Non si tratta soltanto dell’energia impiegata per riscaldare o raffrescare gli ambienti: il problema è molto più profondo e riguarda ciò che potremmo definire il “carbonio nascosto” dei nostri edifici, ovvero le emissioni incorporate (embodied carbon) generate nella produzione dei materiali, nella costruzione e nel ciclo di vita stesso degli immobili.
Secondo il Global Status Report for Building and Construction 2024-2025 del Programma Ambientale delle Nazioni Unite (UNEP), il 2023 ha segnato un primo, piccolo segnale positivo: le emissioni globali del comparto edilizio hanno registrato un lieve calo, nonostante un aumento del 5% della superficie edificata. Ma la strada è ancora lunga. Le emissioni operative – quelle legate all’uso quotidiano di energia negli edifici – restano stabili a livelli record, mentre le emissioni incorporate ammontano ancora a 2,9 gigatonnellate di CO₂, con una riduzione del 2,5% rispetto all’anno precedente.
Numeri che mostrano un settore in movimento, ma ancora lontano dagli obiettivi fissati dall’Accordo di Parigi. A rendere il quadro ancora più complesso, entrerà presto in vigore il nuovo Sistema europeo di scambio delle quote di emissione ETS 2 (Emission Trading System 2), che estenderà il prezzo della CO₂ anche ai settori dell’edilizia e dei trasporti. Ciò significa che il costo delle emissioni legate al consumo di gas e carburanti verrà progressivamente trasferito su famiglie e imprese, incidendo direttamente sulle bollette energetiche.

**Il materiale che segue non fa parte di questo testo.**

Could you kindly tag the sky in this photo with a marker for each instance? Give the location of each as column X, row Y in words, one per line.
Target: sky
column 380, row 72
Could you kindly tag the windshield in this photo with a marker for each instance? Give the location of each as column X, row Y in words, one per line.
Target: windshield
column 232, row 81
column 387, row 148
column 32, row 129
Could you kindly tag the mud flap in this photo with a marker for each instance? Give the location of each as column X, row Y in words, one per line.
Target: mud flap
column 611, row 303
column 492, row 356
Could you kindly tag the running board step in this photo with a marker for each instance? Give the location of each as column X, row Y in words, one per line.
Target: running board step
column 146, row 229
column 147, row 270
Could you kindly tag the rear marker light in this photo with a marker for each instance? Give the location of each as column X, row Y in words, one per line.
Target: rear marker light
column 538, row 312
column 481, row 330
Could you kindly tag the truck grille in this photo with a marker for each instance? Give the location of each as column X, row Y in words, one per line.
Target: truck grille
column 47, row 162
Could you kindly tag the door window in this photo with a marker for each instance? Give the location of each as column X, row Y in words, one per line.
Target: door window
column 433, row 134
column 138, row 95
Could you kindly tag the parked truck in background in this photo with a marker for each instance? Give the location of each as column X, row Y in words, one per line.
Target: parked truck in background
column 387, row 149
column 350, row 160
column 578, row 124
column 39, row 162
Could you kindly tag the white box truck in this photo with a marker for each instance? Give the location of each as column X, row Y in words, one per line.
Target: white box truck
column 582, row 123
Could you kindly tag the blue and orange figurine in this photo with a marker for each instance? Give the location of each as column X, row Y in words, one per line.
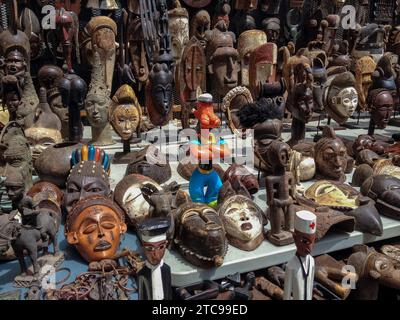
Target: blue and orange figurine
column 205, row 150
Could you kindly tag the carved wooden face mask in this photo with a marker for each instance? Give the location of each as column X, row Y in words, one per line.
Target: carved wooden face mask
column 128, row 195
column 223, row 65
column 94, row 226
column 159, row 99
column 341, row 97
column 381, row 102
column 200, row 236
column 334, row 195
column 262, row 67
column 201, row 24
column 86, row 178
column 242, row 220
column 192, row 70
column 247, row 42
column 365, row 66
column 125, row 112
column 15, row 64
column 330, row 156
column 179, row 30
column 102, row 31
column 385, row 191
column 41, row 138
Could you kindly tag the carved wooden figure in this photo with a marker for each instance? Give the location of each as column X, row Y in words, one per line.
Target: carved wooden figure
column 299, row 273
column 192, row 77
column 97, row 104
column 280, row 186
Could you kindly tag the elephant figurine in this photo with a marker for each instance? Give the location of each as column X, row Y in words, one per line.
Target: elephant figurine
column 26, row 239
column 373, row 268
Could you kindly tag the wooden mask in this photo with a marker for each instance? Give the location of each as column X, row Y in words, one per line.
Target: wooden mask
column 94, row 226
column 125, row 112
column 192, row 73
column 101, row 32
column 262, row 66
column 242, row 220
column 248, row 41
column 330, row 156
column 159, row 94
column 200, row 235
column 201, row 23
column 234, row 100
column 179, row 30
column 365, row 67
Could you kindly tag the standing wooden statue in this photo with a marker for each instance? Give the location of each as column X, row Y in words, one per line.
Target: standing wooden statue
column 280, row 187
column 154, row 279
column 299, row 275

Secondo il report 2025 di Legambiente e Kyoto Club, pubblicato nell’ambito del progetto “Per un salto di classe”, ogni famiglia italiana potrebbe pagare tra 115 e 196 euro in più all’anno, a seconda del prezzo della CO₂ sull’ETS2 e della Regione di residenza. La forbice è legata anche alla composizione del mix energetico locale: dove le fonti rinnovabili hanno maggiore incidenza, gli aumenti saranno più contenuti; nelle aree dove prevale ancora il gas, l’impatto sarà più pesante.

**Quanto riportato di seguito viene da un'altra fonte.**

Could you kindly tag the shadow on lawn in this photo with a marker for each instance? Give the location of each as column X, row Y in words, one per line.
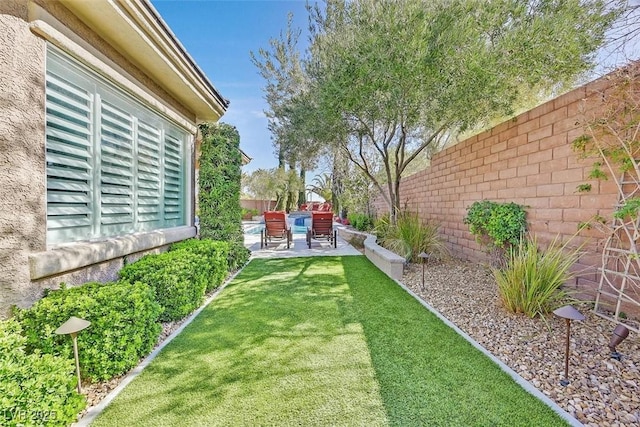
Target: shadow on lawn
column 427, row 373
column 320, row 340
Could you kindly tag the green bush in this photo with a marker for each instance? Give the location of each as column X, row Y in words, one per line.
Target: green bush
column 496, row 224
column 361, row 222
column 411, row 236
column 531, row 281
column 238, row 255
column 219, row 182
column 123, row 327
column 216, row 257
column 35, row 389
column 179, row 279
column 381, row 226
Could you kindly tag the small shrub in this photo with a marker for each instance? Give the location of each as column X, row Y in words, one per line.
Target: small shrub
column 35, row 389
column 179, row 279
column 410, row 236
column 215, row 256
column 361, row 222
column 496, row 224
column 381, row 226
column 238, row 255
column 531, row 281
column 123, row 327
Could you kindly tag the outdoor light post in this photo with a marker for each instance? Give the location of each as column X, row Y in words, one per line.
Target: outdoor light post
column 424, row 257
column 568, row 313
column 72, row 327
column 619, row 334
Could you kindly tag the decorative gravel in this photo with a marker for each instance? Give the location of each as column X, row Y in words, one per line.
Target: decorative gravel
column 602, row 391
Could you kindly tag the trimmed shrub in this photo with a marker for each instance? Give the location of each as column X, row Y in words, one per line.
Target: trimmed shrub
column 361, row 222
column 496, row 224
column 178, row 278
column 123, row 327
column 35, row 389
column 215, row 255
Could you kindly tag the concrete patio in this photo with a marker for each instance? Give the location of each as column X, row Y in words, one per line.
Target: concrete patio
column 298, row 247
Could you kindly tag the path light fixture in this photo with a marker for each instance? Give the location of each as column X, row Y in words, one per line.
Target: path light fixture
column 72, row 327
column 568, row 313
column 424, row 257
column 619, row 334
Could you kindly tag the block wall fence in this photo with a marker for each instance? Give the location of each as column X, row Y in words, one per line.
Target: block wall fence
column 528, row 160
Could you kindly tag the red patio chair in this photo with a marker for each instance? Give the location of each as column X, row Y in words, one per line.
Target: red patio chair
column 322, row 228
column 276, row 227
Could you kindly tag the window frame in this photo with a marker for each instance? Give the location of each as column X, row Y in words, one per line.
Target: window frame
column 103, row 92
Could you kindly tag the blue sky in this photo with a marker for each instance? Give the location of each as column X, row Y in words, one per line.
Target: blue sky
column 218, row 35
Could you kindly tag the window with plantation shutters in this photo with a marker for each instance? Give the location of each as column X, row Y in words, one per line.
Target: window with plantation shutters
column 113, row 166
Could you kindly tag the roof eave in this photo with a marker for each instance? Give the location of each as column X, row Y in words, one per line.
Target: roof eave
column 136, row 30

Questo nuovo scenario economico rende ancora più urgente ridurre il fabbisogno energetico degli edifici e intervenire sui materiali e sui processi costruttivi. A differenza delle emissioni operative — che possono essere ridotte con interventi di efficienza energetica, isolamento e uso di fonti rinnovabili — le emissioni incorporate sono più difficili da abbattere perché si generano prima ancora che un edificio venga abitato. L’unico modo per ridurlo è ripensare l’intero ciclo di vita del costruito, dall’estrazione delle materie prime fino al fine vita dell’edificio, passando per la progettazione, la manutenzione e il riuso dei materiali.

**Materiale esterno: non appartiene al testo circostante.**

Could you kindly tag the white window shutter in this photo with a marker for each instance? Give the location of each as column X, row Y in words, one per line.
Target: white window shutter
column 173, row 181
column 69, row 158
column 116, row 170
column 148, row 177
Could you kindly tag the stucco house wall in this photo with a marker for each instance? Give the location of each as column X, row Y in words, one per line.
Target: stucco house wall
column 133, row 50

Ed è proprio in questa direzione che si muove la nuova Direttiva europea sulla prestazione energetica degli edifici (EPBD), nota come “Case Green”, approvata nel 2024. Oltre a fissare obiettivi stringenti di efficienza energetica, la direttiva introduce — per la prima volta — l’obbligo di considerare l’intero ciclo di vita emissivo degli edifici, integrando due strumenti chiave:
- la Life Cycle Assessment (LCA), che valuta tutti gli impatti ambientali di un edificio lungo le varie fasi di vita;
- il Whole Life Carbon (WLC), che misura in modo specifico le emissioni totali di CO₂ equivalente, sia operative che incorporate.
Questo approccio segna un passaggio culturale decisivo: non basterà più costruire edifici efficienti, ma sarà necessario costruirli con materiali e processi a basso impatto climatico, valutando la loro impronta carbonica totale. La direttiva prevede che gli Stati membri – Italia compresa – definiscano entro il 2027 metodi comuni di calcolo e limiti nazionali di emissioni WLC per i nuovi edifici pubblici e privati.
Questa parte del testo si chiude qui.